体ほかほか中華スープ

寒い時期には、自宅で食べる温かい料理がなんとも恋しく感じられますね。
冬は根菜類などたくさんの野菜が旬を迎え、豊かな味わいを見せる時期でもあります。
栄養たっぷりのスープを食べて、温かい春までの期間を風邪など引かずに乗り切ってもらいたいです。
またもし風邪を引いてしまったというときにも、まず暖かい部屋で安静にするとともに体を温めるスープで滋養を付けてみてください。

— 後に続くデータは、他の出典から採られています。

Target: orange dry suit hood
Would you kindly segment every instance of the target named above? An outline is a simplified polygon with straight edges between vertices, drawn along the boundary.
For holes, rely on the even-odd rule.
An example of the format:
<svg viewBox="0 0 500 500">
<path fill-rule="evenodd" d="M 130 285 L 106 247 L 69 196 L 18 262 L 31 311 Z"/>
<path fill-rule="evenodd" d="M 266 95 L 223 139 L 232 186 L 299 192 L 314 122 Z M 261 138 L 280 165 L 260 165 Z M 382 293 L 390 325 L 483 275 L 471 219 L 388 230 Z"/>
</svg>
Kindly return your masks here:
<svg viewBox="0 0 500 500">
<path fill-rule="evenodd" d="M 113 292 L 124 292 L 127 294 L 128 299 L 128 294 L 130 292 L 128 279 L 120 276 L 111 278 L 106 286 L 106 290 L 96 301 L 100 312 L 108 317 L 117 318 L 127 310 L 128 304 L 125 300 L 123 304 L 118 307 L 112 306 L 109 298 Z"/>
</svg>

体を温めるスープといえば、やっぱり代表的なのが中華料理でよく登場する野菜のスープです。
中国には伝統医学として東洋医学がありますが、その基本となっているのが医食同源の思想です。
私達が普段簡単に手に入れることのできる野菜の中には、かつて漢方の原料として使用されてきたようなものもいくつかあり、それらをうまく組み合わせていくことで薬にも負けないほどの高い効果を得ることが期待できます。

体を温める効果のある野菜からまず紹介をしていくと、ねぎや生姜、唐辛子のような生で食べて辛味のあるものが挙げられます。
これらは昔から料理の薬味としてちょっとしたアクセントに使われることの多い食材ですが、そのちょっとの使用によって体があたたまり血行が促進されるという効果を得ることができるのです。
個別に効果を細かくみていくと、まず長ネギですがこちらは実の半分が緑色、半分が白色をしているものが大半です。
この緑色の部分は緑黄色野菜であり、白い部分は淡色野菜としての特徴を持つという大変めずらしい種類の野菜です。
長ネギ特有の辛味成分のもとはアリシンという成分ですが、これが体内に入ると血行を促進しそれが体を温める効果をもたらします。
次に生姜ですが、こちらも強い辛みのある食材です。
生姜の辛味成分はジンゲロンやショウガオールと呼ばれる物質に由来するもので、体内に入ることで発汗を促しそれが冷え症状を大きく改善してくれます。
最後に唐辛子ですが、こちらもかつて「とうがらしダイエット」として有名になるほど体を強く温める作用を持ちます。
唐辛子に含まれる辛味成分カプサイシンは毛細血管の血液循環を促す強い力があるため、皮膚そのものがぽかぽかと火照るような感じになるのです。

それらを踏まえて体を温めるスープのレシピを紹介すると、中でも使いやすい生姜がおすすめになります。
まず鍋に冬野菜である根菜類(かぶ、ニンジン、大根など)や、葉物野菜(アスパラ、ほうれん草など)を食べやすい大きさに切って煮込んでいきます。
煮込むときには水のうちから野菜を入れ、火が通りにくいニンジンや大根を最初に順に野菜を加えていきます。
生姜は千切りにして一番最初の野菜を入れるタイミングから一緒に煮込んでいきます。
味付けとしては醤油やダシスープのもと、塩コショウ、塩、みりんなどを適量入れてあまり味が濃くならないようにしていきます。
一杯で十分体のあたたまる中華スープ、ぜひ試してみてください。